Friday Books: Slavery

Books unlock doors (which is why it was illegal to teach slaves to read and write)!

This week I read Kindred by Octavia E. Butler. At first I didn't want to read it, because it is classified as "science fiction" which is not my usual cup of tea. But it sounded interesting, so I gave it a try.

What a good book! It is about a young black woman and her white husband. She finds herself suddenly being transported from the year 1976 back to the mid 1800s on a slave-owning plantation. As a black woman, she must adapt quickly to her new status and prepare for danger at every turn. She travels back and forth in time on several occasions, always back to the same plantation and then back to her home in 1976. Once her husband goes with her, causing new stresses as their perceived status inequalities put a strain on their relationship. Usually she "flies" solo. It is never her choice; she just goes. Boom. There she is.

The juxtaposition of the times was so interesting! Butler did a great job of conveying the fear and oppression and anger and very mixed emotions and experiences that happen among slaves, between slaves and slave owners, and of course, with a modern woman confronting a radically different past. I read the book in a day and a half. I could hardly put it down.

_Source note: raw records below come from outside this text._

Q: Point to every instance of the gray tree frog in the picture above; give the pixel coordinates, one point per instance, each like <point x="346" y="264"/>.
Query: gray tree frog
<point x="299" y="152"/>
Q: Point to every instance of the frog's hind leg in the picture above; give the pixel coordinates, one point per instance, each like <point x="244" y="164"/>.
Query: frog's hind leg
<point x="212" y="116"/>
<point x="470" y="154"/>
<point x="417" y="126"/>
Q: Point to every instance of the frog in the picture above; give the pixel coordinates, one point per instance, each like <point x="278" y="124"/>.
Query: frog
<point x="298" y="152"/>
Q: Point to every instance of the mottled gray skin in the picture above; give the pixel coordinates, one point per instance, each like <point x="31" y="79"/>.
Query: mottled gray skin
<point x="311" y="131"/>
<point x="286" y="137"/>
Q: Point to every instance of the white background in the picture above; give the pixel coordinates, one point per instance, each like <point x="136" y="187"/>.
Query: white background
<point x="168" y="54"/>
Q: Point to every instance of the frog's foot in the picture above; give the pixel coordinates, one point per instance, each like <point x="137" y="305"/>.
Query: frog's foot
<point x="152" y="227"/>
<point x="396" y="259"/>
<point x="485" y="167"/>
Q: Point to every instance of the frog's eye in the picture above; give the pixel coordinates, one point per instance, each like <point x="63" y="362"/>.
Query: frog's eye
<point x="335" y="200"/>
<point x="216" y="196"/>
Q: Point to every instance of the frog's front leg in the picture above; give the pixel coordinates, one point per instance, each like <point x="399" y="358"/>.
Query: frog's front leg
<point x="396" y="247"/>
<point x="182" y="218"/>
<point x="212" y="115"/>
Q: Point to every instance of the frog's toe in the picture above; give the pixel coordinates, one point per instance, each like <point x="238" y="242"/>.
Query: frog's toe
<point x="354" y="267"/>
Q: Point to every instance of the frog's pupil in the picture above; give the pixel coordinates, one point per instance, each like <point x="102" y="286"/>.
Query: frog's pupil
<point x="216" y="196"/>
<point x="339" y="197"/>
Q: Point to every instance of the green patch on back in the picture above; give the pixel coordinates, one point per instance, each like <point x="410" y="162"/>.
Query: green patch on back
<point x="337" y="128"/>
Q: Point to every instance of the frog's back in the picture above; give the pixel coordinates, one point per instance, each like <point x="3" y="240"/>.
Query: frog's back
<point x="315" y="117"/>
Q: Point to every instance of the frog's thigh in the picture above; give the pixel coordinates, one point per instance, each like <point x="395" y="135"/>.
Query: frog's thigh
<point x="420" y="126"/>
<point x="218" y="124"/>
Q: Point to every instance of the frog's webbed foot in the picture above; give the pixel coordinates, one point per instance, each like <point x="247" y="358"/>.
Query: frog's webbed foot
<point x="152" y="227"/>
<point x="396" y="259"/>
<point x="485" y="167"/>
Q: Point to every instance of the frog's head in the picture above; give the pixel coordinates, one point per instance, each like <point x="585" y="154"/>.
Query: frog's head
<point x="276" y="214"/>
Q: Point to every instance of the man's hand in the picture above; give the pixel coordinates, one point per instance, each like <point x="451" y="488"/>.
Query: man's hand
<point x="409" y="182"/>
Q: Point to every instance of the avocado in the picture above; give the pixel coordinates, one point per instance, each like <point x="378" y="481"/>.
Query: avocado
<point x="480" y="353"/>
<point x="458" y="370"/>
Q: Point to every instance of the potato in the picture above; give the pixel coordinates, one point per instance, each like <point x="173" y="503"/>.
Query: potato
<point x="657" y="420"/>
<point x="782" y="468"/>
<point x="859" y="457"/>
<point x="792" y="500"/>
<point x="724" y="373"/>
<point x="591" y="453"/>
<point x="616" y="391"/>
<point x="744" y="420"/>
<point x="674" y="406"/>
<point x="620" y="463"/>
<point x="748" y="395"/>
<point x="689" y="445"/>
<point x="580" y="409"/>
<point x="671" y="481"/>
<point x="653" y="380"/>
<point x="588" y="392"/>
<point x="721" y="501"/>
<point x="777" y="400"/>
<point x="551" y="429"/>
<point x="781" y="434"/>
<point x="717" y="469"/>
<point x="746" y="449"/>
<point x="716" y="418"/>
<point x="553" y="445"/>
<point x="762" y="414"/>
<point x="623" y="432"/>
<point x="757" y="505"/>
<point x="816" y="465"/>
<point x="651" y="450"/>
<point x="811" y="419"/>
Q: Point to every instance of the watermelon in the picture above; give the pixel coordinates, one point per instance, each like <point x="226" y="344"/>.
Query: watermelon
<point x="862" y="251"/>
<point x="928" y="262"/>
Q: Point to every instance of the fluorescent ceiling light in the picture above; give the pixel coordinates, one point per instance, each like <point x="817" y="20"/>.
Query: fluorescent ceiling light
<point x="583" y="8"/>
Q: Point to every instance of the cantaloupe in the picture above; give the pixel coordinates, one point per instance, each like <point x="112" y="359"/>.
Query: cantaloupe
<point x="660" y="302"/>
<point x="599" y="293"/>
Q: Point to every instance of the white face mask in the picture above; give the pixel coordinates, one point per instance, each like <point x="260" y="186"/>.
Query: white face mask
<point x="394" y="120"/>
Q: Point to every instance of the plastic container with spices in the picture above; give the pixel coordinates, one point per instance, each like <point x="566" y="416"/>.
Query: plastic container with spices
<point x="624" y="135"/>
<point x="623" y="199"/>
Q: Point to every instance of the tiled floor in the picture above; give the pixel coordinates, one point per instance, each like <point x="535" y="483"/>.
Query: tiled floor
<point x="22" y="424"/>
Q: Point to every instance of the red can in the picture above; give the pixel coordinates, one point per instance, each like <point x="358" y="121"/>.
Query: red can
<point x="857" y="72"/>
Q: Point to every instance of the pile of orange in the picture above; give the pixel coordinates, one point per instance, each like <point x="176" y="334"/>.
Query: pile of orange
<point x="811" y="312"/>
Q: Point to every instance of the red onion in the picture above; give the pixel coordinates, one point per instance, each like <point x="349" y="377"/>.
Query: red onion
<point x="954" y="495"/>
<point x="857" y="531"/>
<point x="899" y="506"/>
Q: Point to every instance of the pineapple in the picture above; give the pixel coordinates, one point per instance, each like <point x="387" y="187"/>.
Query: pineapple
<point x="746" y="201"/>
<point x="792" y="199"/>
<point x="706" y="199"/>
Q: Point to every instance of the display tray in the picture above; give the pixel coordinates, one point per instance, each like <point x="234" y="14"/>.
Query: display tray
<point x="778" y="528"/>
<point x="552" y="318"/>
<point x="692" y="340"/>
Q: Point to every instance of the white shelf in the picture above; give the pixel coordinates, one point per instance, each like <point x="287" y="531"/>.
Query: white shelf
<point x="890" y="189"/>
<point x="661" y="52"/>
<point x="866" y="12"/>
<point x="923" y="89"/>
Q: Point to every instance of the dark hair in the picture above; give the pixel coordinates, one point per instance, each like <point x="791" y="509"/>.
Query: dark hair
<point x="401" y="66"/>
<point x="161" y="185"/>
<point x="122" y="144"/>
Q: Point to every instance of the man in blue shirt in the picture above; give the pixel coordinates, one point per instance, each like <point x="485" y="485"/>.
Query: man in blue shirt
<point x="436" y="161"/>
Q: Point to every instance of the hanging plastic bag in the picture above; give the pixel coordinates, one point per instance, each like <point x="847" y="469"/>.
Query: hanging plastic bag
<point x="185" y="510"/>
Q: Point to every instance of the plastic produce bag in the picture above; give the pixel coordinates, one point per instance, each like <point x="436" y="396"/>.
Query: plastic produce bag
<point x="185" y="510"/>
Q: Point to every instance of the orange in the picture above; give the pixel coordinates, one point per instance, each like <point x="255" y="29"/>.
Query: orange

I so appreciate a well-told story that helps me further understand the nuances of our history. This one gets 5 stars.


Sextant said...

Sounds like a good book. My take on time travel books is that the less explanation on the mechanics of the travel the better. The idea is the conflict of a modern person being forced to experience old societal standard, not the actual method of travel.

Carol E. said...

Right.. this one did not attempt to describe how the travel happened. If you think about it too much, it ruins the fantasy of making it really happen. It's fun to day dream about time travel, but, of course, is impossible to do.

maureen said...

I just placed a request for it at the library. One person ahead of me, but that will give me time to finish Mrs Lincoln's Dressmaker by Jennifer Chiaverini first. Thanks for the review!

Geri said...

I just finished Barbara Kingsolver's Flight Behavior and I do agree with you, I loved the book. When I turned the last page I didn't want it to end there, and then decided that that was the best place for it to end.